The main research question that we study is: how are proteins sorted to the appropriate location in a cell? We use a combination of biochemical and cell biological techniques to study this fundamental process. Our work has also taken on a human health-related aspect as described below.
MEMBRANE TRAFFIC. A eukaryotic cell is composed of many different compartments (eg. nucleus, mitochondria, Golgi apparatus, vacuole, endoplasmic reticulum). Each of these organelles is surrounded by a membrane, thus separating the inside of the organelle from the cytoplasm. Furthermore, each compartment contains its own unique protein and lipid composition. Material can be transferred between specific organelles by small vesicles that bud from one compartment and fuse with another compartment. The central question in this aspect of our research is: how is the specificity in vesicle targeting ensured?
The TRAPP complexes. While there are numerous factors that help to ensure the proper targeting of transport vesicles, our work has focused on a large protein complex called TRAPP. In humans, there are in fact two related complexes called TRAPP II and III. They are composed of the same core of proteins but each has distinct polypeptides that influence the location and function of the complexes. These complexes function in the endomembrane system and TRAPP III has been implicated in autophagy. Our group has identified novel subunits of these complexes (TRAPPC2L, TRAPPC11, TRAPPC12) and in collaboration with clinicians and geneticists have reported individuals with mutations in some of the genes encoding these TRAPP proteins. Our work has contributed to the first reports of individuals with variants in TRAPPC12, TRAPPC11, TRAPPC4, TRAPPC1 and TRAPPC2L.

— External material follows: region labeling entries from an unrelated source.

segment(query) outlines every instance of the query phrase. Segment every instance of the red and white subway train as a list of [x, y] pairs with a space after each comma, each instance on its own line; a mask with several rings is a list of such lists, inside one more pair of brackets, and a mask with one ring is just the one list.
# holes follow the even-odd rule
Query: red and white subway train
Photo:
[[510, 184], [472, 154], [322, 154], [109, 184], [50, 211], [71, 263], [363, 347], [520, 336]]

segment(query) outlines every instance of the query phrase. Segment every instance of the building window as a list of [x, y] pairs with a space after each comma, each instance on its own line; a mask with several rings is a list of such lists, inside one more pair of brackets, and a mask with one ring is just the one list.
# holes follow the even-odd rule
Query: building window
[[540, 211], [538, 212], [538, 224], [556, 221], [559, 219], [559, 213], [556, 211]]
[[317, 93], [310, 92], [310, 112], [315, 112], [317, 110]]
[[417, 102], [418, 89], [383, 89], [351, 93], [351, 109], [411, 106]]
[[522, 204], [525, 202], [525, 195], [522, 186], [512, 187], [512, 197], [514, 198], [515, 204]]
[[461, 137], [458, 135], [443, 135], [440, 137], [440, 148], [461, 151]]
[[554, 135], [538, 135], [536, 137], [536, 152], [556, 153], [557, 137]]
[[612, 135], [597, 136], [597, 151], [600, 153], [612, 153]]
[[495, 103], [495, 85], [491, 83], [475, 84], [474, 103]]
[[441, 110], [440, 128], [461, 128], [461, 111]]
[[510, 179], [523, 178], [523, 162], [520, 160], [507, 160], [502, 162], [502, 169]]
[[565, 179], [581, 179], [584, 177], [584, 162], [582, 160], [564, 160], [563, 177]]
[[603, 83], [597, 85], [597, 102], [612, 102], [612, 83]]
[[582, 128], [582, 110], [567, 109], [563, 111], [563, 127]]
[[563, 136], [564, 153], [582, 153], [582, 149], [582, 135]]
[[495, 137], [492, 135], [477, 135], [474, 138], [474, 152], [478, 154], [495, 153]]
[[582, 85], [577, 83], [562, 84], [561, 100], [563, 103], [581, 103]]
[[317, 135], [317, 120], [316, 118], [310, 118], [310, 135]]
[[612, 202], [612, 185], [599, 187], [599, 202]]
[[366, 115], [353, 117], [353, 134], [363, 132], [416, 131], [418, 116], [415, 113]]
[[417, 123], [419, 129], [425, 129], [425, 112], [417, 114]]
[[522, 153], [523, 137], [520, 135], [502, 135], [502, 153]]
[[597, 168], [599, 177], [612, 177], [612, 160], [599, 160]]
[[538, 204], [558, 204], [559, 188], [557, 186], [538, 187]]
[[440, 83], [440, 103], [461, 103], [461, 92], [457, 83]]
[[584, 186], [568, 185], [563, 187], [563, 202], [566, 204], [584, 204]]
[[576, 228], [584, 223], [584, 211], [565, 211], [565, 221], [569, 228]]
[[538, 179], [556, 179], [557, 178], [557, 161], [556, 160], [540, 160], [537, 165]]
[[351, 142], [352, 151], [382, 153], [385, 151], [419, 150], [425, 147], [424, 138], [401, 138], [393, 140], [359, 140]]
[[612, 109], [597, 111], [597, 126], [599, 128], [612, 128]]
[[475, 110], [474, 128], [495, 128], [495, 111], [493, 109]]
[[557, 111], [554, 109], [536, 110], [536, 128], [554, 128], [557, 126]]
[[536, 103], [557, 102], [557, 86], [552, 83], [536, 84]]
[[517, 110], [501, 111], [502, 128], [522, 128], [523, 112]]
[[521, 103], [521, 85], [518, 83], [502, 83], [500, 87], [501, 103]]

We perform studies on standard cell lines (e.g. HeLa) as well as on cells derived from individuals with mutations in TRAPP genes to better understand the functions of the TRAPP complexes. We have also recently established a humanized yeast system to help in our overall efforts. Our work expands to proteins that influence the function of TRAPP or whose function is influenced by the complexes including Rab GTPases and their effectors, as well as autophagy proteins as examples. We employ techniques such as live-cell imaging, confocal microscopy, liquid chromatography, basic molecular biological techniques and recombinant protein expression/purification and western analysis to name a few.
TANGO2. The TANGO2 gene product was described in 2006 as a protein required for some unidentified aspect of Golgi organization. Nearly a decade later the first individuals with TANGO2 variants were described. While the phenotype of such individuals is complex, there is partial overlap with the phenotype seen for individuals with TRAPPC2L variants. Very little is known about the basic biology of TANGO2 and a portion of the work in the laboratory is devoted to understanding its localization and function(s). We are employing amongst other methodologies "big biology" approaches such as BioID, lipidomics and RNAseq to understand the pathways in which the protein functions. Recently, we were the first to show that vitamin B5 supplementation rescued phenotypes associated with TANGO2 dysfunction in both fruit flies and human cells, a treatment that is now recommended for all individuals suffering from TANGO2 deficiency disease. We now seek to understand the mechanism of this treatment.